La importancia de los actos
Tomás de Aquino, nacido a comienzos del siglo XIII, desarrolló una de las obras filosóficas y teológicas más influyentes de la Edad Media. Su pensamiento dedicó una enorme atención a la conducta humana, ya que qué hace que una acción sea buena o mala, qué papel desempeñan la voluntad y la intención y cómo se adquieren las virtudes. Estudios señalan que su ética considera las virtudes disposiciones que perfeccionan las capacidades humanas y que se desarrollan mediante la repetición de determinados tipos de acciones.

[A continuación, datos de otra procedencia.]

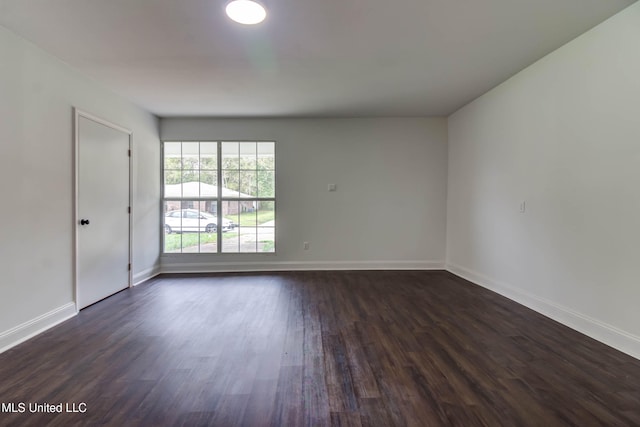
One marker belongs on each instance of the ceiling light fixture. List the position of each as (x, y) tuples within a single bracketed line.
[(247, 12)]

Para Santo Tomás de Aquino, la virtud no consiste únicamente en conocer qué es correcto, sino también en actuar correctamente. Su análisis de la moralidad estudia precisamente la relación entre la elección, la intención y la conducta. Por eso, reducir su pensamiento a la idea de que «las palabras no importan» sería incorrecto, ya que las palabras también pueden formar parte de una acción humana y tener consecuencias morales.
El ejemplo pesa más
En sus comentarios y escritos aparece además una idea especialmente cercana a esta reflexión, ya que el ejemplo puede resultar más eficaz que las palabras. En su comentario al Evangelio de Juan, Aquino analiza el momento en el que Cristo lava los pies de sus discípulos y destaca que esa acción funciona como ejemplo para que otros hagan lo mismo.
La relación entre conducta y virtud también ocupa un lugar destacado en su pensamiento. Aquino sostiene que determinadas disposiciones virtuosas se adquieren mediante la práctica, ya que actuar de manera justa y repetida contribuye a formar una disposición estable hacia la justicia. De esta manera, la personalidad moral no se define únicamente por lo que una persona afirma defender, sino también por las decisiones que toma y los hábitos que construye mediante sus actos.